The Wilful Person has one Aim.—The wilful person is at the mercy of his appetites and his chance desires. Esau must needs have that red pottage, he must needs hunt, or marry, or do whatever his desires move him towards at the moment. So must needs do the crafty gambler, the secret drunkard, the slothful soul, the inordinate novel-reader, the person for whom ‘life’ means ‘pleasure.’ Each of these is steady to only one thing, he must always have his way; but his way is a will-o’-the-wisp which leads him in many directions. Wherever gratification is to be found—for his vanity, his love of nice eating, his desire for gay company, or his ambition, his determination to be first,—there he goes. He is a wilful man, without power or desire to control the lead of his nature, having no end in view beyond the gratification of some one natural desire, appetite, or affection. Mr Barrie’s Sentimental Tommy is a valuable study
of a wilful person. Tommy always attained his end, always found out a ‘wy’; and his ends were often good enough in themselves. But Tommy is an ingrained poseur: he does many generous things, and is a bit of a genius; but all his efforts are prompted by the chance desires of his vanity. He must, at all hazards, impress an audience. He always gets his ‘wy,’ yet his life falls to pieces in the end because he is not dominated by Will, but by vanity.
          Jacob, too, gets his way, often by subtle means, and every subtlety brings its chastisement; but he does not seek his way for its own sake. All his chance desires are subordinated to an end—in his case, the great end of founding the kingdom of promise. The means he uses are bad and good. “Few and evil are the days of my life,” he complains at the end, so sore have been his chastisements; but, always, he has willed steadily towards an end outside of himself.
          The career of the late Lore Beaconsfield is an interesting study, as showing the two phases of Wilfulness and Will. To begin with, he has only the rather dazzling wilfulness of a young man’s ambition; he will shine, he will make himself heard in the House; and he does it. But there is nothing more; and the country feels him to be a creature of chance desires. But by and by Will manifests itself, the will of the great statesman. Personal desires are subjugated or disappear in the presence of the ruling will, and we get a man fit for the service of his country. We have no record of an era of wilfulness in Wellington; his was ever the iron will, iron to keep down not only those under him, but any turbulence of his own flesh or spirit. The ‘Iron Chancellor’ of
Germany had this same steadfastness of will, always accomplishing towards an end.

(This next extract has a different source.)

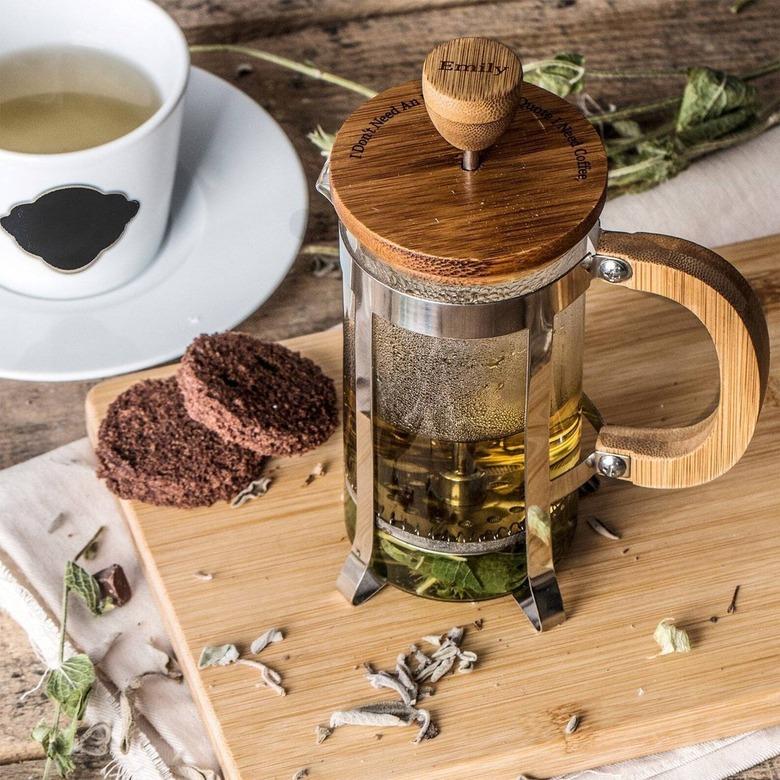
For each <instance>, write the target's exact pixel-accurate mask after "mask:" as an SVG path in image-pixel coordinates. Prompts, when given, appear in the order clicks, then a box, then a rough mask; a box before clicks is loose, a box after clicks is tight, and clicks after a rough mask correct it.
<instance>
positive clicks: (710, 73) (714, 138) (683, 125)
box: [677, 68, 758, 144]
mask: <svg viewBox="0 0 780 780" xmlns="http://www.w3.org/2000/svg"><path fill="white" fill-rule="evenodd" d="M757 111H758V93H757V92H756V88H755V87H754V86H752V85H751V84H748V83H747V82H745V81H743V80H742V79H739V78H737V77H736V76H730V75H729V74H727V73H724V72H723V71H719V70H712V69H711V68H691V69H690V70H689V71H688V81H687V83H686V85H685V91H684V92H683V98H682V103H680V109H679V111H678V113H677V135H678V137H679V138H680V140H682V141H683V142H685V143H686V144H690V143H697V142H699V141H712V140H714V139H716V138H720V137H721V136H724V135H726V134H727V133H730V132H731V131H732V130H735V129H736V128H738V127H739V126H741V125H743V124H745V123H746V122H748V121H750V120H751V119H753V118H754V117H755V116H756V113H757Z"/></svg>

          A Dividing Line.—Both Shakespreare and Scott use, as it were, a dividing line, putting on the one side the wilful, wayward, the weak and the strong; and on the other, persons who will.
Faust, Lady Macbeth, King Lear, Edward Waverly, Charles II, King John, Marlborough, all sorts of unlikely persons, fall to the side of the line where Will is not in command. On the other side, also, unlikely people find themselves in company—Wolsey, Sir Thomas More, Laud, Mahomet, Henry V. of England, and Henry IV. of France. The two Marys, of England and Scotland, fall to either side of the line.
          To make even a suggestive list would be to range over all history and literature. Let me say again, however, that here is a line of study which should make our reading profitable, as making us intimate with persons, and the more able for life. The modern psychical novel is rarely of use ‘for example of life and instruction in manners.’ It is too apt to accept persons as inevitable, to evade the question of Will, and to occupy itself with a thousand little traits which its characters manifest nolens volens. The way of the modern novel is to catch its characters and put them to disport themselves in a glass bowl, as it were, under observation.
          A man standing in the ranks cannot drill the company, and the restless forces of Mansoul can only be ordered by a Will, projected, so to speak, from the man, thrown to the front aiming at something without; and, from this point of vantage, able to order the movements of Mansoul, and to keep its forces under command.

[1] Quentin Durward, Scott.

[2] Anne of Geierstein, Scott.

[3] The Talisman, Scott.

[4] Shakespeare.

[5] Vanity Fair, Thackeray.

[6] Redgauntlet, Scott.

[7] Redgauntlet, Scott.

[8] Quentin Durward.

[9] One of our Conquerors, Meredith.